A cast iron skillet is exceptionally versatile, and it’s about to become your next must-have in outdoor cookware. Or at least after you’ve allowed us to explain its wonders. Here are a few tips and tricks for how to use a cast-iron skillet on the grill
Bring the Heat, Your Cast Iron Can Take it
Before you start tossing ingredients into your cast iron skillet, you need to heat it as you would over your stovetop. Let the pan heat up over the open fire for a good couple of minutes before starting your cooking process.
Cast irons have a remarkable ability to absorb and distribute heat evenly, allowing your meals to stay warmer for longer. And even when you remove the skillet from the direct heat source, it will retain the hottest temperature for as long as possible.
And by making use of the KUDU Grill rotation stands, you can rotate your cast iron skillet to grill your food on low and high cooking temperatures. The added bonus?; you can cook multiple dishes all at the same time! Hello, multitasking!

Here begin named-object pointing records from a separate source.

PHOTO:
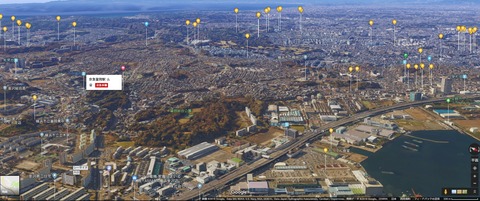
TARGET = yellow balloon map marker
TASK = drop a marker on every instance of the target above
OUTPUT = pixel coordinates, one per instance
(300, 9)
(350, 69)
(58, 18)
(235, 10)
(198, 28)
(187, 22)
(247, 36)
(28, 26)
(394, 22)
(279, 10)
(4, 29)
(267, 19)
(34, 97)
(74, 24)
(258, 15)
(370, 22)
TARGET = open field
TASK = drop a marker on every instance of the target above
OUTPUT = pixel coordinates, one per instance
(264, 138)
(467, 124)
(242, 120)
(28, 165)
(219, 155)
(125, 144)
(421, 121)
(300, 129)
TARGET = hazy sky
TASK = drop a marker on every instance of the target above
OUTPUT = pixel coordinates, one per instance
(23, 1)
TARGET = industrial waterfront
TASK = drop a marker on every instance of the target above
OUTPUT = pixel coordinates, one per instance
(434, 166)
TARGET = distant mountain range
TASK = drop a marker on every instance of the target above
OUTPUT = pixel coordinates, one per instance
(120, 6)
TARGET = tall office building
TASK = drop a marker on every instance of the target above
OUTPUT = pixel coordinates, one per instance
(446, 86)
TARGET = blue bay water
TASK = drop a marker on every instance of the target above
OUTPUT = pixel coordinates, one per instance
(433, 167)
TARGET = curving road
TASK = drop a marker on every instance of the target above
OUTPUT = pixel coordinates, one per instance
(245, 169)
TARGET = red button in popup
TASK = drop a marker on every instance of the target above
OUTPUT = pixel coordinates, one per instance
(101, 85)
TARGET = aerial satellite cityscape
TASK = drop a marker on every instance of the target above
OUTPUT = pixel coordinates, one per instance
(239, 100)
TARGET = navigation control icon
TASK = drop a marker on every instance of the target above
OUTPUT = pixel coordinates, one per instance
(474, 149)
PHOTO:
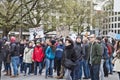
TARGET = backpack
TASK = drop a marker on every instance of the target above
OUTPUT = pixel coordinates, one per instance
(109, 49)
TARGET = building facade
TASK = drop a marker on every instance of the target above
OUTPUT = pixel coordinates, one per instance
(111, 22)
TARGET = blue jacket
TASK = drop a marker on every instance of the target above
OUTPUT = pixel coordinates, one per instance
(59, 51)
(49, 53)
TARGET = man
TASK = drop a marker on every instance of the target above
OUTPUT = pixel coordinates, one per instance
(94, 57)
(14, 51)
(1, 56)
(77, 73)
(38, 56)
(104, 57)
(58, 57)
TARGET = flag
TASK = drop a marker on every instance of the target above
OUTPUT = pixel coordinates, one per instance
(116, 5)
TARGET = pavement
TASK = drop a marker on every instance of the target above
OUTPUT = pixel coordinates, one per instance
(21, 76)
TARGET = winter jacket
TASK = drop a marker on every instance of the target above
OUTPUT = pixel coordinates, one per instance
(96, 53)
(14, 49)
(38, 54)
(69, 53)
(22, 47)
(49, 53)
(27, 57)
(78, 50)
(1, 54)
(85, 51)
(59, 51)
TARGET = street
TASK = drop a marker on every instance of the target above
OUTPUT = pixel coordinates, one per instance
(42, 77)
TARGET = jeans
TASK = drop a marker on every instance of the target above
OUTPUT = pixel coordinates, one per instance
(94, 71)
(86, 69)
(8, 67)
(29, 66)
(75, 72)
(109, 65)
(80, 69)
(35, 67)
(68, 74)
(101, 70)
(15, 64)
(49, 67)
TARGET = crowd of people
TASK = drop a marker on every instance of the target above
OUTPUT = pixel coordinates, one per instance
(89, 56)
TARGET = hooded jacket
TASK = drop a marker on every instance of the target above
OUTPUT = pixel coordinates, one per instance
(38, 54)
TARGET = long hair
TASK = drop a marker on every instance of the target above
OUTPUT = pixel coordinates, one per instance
(53, 47)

So, you can say goodbye to your food getting cold or running back and forth into the kitchen when you use the KUDU Grill and your cast iron skillet.
Check out our step-by-step ‘how-to’ video below to see how you can achieve this:
You Can Leave Your Stove Off for the Summer
And your next question is probably, ‘Well, what do I make in a cast iron skillet?’. The answer is EVERYTHING! When we said that the cast iron skillet is versatile, we meant it. You can cook breakfast, lunch, dinner and even bake in your cast iron skillet, right over the open fire. This makes preparing meals in summer that much more enjoyable.

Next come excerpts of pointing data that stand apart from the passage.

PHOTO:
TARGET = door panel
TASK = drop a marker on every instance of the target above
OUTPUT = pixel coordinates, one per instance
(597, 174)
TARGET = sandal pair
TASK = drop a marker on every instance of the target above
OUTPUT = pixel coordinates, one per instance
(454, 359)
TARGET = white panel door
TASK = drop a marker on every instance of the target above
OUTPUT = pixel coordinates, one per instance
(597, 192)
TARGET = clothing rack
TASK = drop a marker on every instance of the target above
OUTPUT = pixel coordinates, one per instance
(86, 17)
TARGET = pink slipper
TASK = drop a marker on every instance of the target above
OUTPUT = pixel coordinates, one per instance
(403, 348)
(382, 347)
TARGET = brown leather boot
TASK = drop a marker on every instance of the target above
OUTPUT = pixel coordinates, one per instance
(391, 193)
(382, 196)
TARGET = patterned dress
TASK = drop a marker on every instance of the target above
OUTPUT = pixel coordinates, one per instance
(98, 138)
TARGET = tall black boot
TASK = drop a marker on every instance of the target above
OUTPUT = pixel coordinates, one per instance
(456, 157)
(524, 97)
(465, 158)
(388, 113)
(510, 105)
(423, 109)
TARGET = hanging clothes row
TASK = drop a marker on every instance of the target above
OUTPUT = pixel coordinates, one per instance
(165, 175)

No more slaving away in the hot kitchen and waiting on your homemade bread to rise in the oven. With a cast iron pan, you can make your delicious loaf on the grill. And if you’re feeling fancy, maybe even grandma’s famous apple pie.
Just keep in mind that grills create more intense heat at the bottom of a cast iron pan. So, you may still want to stick to using the oven for baking your sponge cakes.
The Secret to Seasoning Your Cast Iron Skillet
Seasoning is the process of heating oil in your cast iron skillet to bond onto the metal through a process called ‘polymerization’. This results in forming a non-stick kind of layer, also known as the pan’s ‘seasoning.’
Our secret to seasoning your cast iron pan involves some flax-seed oil (or any oil with a high smoke point) and the heat of your oven. Rub a thin layer of oil on the inside and outside of your pan. After that, place it upside down in your oven (set at 400 degrees). And then let the cookware bake for at least one hour.
During The Cookout, Things Will Get Heated
On the grill, cast iron can become extremely hot. And the average kitchen towel will not protect your hands from this kind of heat. Leather grilling gloves could help, but you may need several layers to prevent yourself from burning.
It’s often best to leave hot cast iron where it is and give it a chance to cool down before handling.
Cast Iron Grilling Made Simple With The KUDU:
Our online shop has everything an outdoor cooking enthusiast could need, including the legendary KUDU Cast Iron Pan. And like we said, the KUDU and the cast iron pan are made for each other, because it makes grilling so convenient and straightforward.
You can also get your meals done quicker so you can feed the eager bellies of your guests. For example, if you’re grilling skirt steak for tacos and want some refried beans to go on the side. You can save time and make them in your cast iron pan right next to that steak!
Is there anything else on the menu? As long as you have more than one cast iron skillet, you can get all of your ingredients going simultaneously with the KUDU. So while you’re searing your meat, you could be boiling a broth and grilling more delicate foods like vegetables, all at the same time.